In Quiet, Normal, Sport, and Baja modes, the truck can operate with the baffles fully closed, slightly open, more open, or fully open, and the baffles are always open above 4,000 rpm regardless of mode. Default will be normal mode unless programmed to run in silent mode. While the normal mode certainly provides some bark on startup, it’s tame compared to the TRX, and it’s downright soft at idle. Opening the dumpsters in Baja mode sounds better overall, but it can border on fatigue, as I experienced when I hit the throttle over and over off-road.
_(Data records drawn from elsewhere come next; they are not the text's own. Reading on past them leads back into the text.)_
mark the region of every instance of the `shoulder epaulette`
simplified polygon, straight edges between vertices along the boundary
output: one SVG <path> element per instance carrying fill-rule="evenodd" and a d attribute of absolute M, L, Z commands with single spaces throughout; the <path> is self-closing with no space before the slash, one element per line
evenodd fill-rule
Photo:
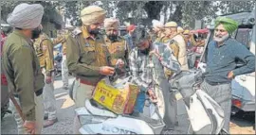
<path fill-rule="evenodd" d="M 71 36 L 75 38 L 80 33 L 82 33 L 82 30 L 79 27 L 77 27 L 71 32 Z"/>

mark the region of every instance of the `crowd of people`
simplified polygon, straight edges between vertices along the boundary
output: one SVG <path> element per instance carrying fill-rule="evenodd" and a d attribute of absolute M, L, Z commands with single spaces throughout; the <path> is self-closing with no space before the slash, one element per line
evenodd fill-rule
<path fill-rule="evenodd" d="M 131 25 L 127 26 L 127 35 L 121 37 L 119 35 L 119 19 L 105 18 L 106 13 L 98 6 L 84 8 L 80 16 L 82 25 L 69 32 L 62 30 L 54 40 L 42 32 L 44 8 L 39 4 L 20 4 L 8 17 L 7 22 L 13 31 L 5 39 L 2 69 L 8 88 L 23 113 L 21 116 L 18 108 L 10 102 L 19 134 L 40 134 L 43 127 L 58 121 L 53 87 L 53 47 L 58 43 L 63 45 L 64 89 L 68 88 L 69 72 L 76 78 L 73 86 L 76 108 L 84 106 L 102 77 L 118 72 L 120 76 L 132 76 L 133 82 L 140 88 L 133 114 L 143 113 L 146 94 L 156 101 L 163 98 L 158 89 L 161 80 L 170 80 L 174 74 L 188 71 L 188 48 L 205 44 L 196 42 L 189 29 L 183 29 L 173 21 L 162 24 L 154 20 L 152 29 Z M 229 36 L 237 27 L 238 24 L 229 18 L 216 19 L 201 86 L 224 110 L 224 127 L 228 132 L 230 82 L 234 76 L 255 70 L 255 56 Z M 104 34 L 101 33 L 101 28 L 104 29 Z M 168 46 L 168 57 L 155 49 L 159 43 Z M 158 62 L 157 68 L 151 66 L 152 58 Z M 239 68 L 236 68 L 237 59 L 245 63 Z M 174 129 L 178 125 L 175 99 L 167 106 L 174 110 L 166 128 Z M 45 124 L 44 119 L 46 120 Z M 78 119 L 74 119 L 73 126 L 74 133 L 79 133 Z"/>

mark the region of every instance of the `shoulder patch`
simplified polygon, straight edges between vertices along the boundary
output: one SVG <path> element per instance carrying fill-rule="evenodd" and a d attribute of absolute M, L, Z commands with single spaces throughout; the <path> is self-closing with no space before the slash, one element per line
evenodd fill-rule
<path fill-rule="evenodd" d="M 71 32 L 71 36 L 72 36 L 72 37 L 76 37 L 76 36 L 79 35 L 80 33 L 82 33 L 82 30 L 81 30 L 79 27 L 77 27 L 77 28 L 75 28 L 75 29 Z"/>

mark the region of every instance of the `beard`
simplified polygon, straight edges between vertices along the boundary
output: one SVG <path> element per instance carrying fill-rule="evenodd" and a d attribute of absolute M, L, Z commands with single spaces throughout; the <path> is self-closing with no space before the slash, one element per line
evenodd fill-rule
<path fill-rule="evenodd" d="M 111 35 L 108 35 L 107 37 L 111 42 L 118 41 L 118 35 L 111 34 Z"/>
<path fill-rule="evenodd" d="M 213 40 L 217 42 L 223 42 L 227 39 L 229 38 L 229 34 L 224 35 L 224 36 L 216 36 L 214 35 Z"/>
<path fill-rule="evenodd" d="M 89 29 L 89 34 L 91 35 L 94 35 L 94 36 L 97 36 L 98 34 L 100 34 L 100 29 L 97 28 L 97 29 Z"/>

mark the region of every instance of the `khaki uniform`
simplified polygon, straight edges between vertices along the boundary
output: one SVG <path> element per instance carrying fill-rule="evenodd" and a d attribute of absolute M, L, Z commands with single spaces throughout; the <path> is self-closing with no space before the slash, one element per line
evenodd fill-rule
<path fill-rule="evenodd" d="M 108 51 L 111 57 L 111 64 L 115 65 L 119 59 L 124 61 L 124 68 L 127 67 L 128 63 L 128 50 L 126 46 L 126 41 L 121 38 L 118 37 L 118 41 L 112 42 L 107 36 L 104 37 L 105 43 L 107 45 Z M 125 69 L 121 69 L 122 73 L 125 72 Z"/>
<path fill-rule="evenodd" d="M 68 71 L 77 77 L 73 99 L 77 108 L 83 107 L 98 81 L 104 77 L 100 67 L 111 65 L 111 57 L 103 37 L 98 35 L 93 39 L 85 27 L 76 28 L 66 43 Z"/>
<path fill-rule="evenodd" d="M 176 34 L 171 39 L 164 38 L 163 41 L 173 49 L 174 56 L 181 65 L 181 70 L 189 70 L 186 49 L 187 46 L 183 37 Z"/>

On the road, even in Baja mode, the exhaust doesn’t rattle or buzz, but we’ll need more time with the truck in the real world to really determine that.
The 2023 Ford F-150 Raptor R will be hard to tell apart from the standard Raptor
Is the Raptor sleeping?
It seems like a stretch to call any Raptor a sleeper, but it takes a keen eye to tell the R model apart from the stock Raptor.
Visually, the only differences between the Raptor R and the standard Raptor are blacked-out trim, orange tow hooks, a 1.0-inch taller hood vent, tiny R badges on the grille and tailgate, and available R-specific fender and hood graphics with The V-8 showered them.
The interior of the 2023 Ford F-150 Raptor R will look familiar to anyone who has spent time in an F-150
Inside, the Raptor R is equipped like a loaded Raptor, including Recaro front seats, suede and leather seating surfaces, carbon fiber trim, a 12.0-inch digital instrument cluster, and a 12.0-inch touchscreen.
The 2023 Ford F-150 Raptor R just wants to be king
What is the result?
At $109,145, the Raptor R adds a $37,445 premium over the base Raptor, though this truck lacks many features found in the R. Apples, there’s a $25,245 price delta between the comparably equipped Raptor and the Raptor R. That’s a lot of money for a supercharged V-8. Then again, can you really put a price on being king?
Ford took off Motor organ to cold, windy and wet western Michigan and put us up at a small town Marriott so we could bring you this first drive review.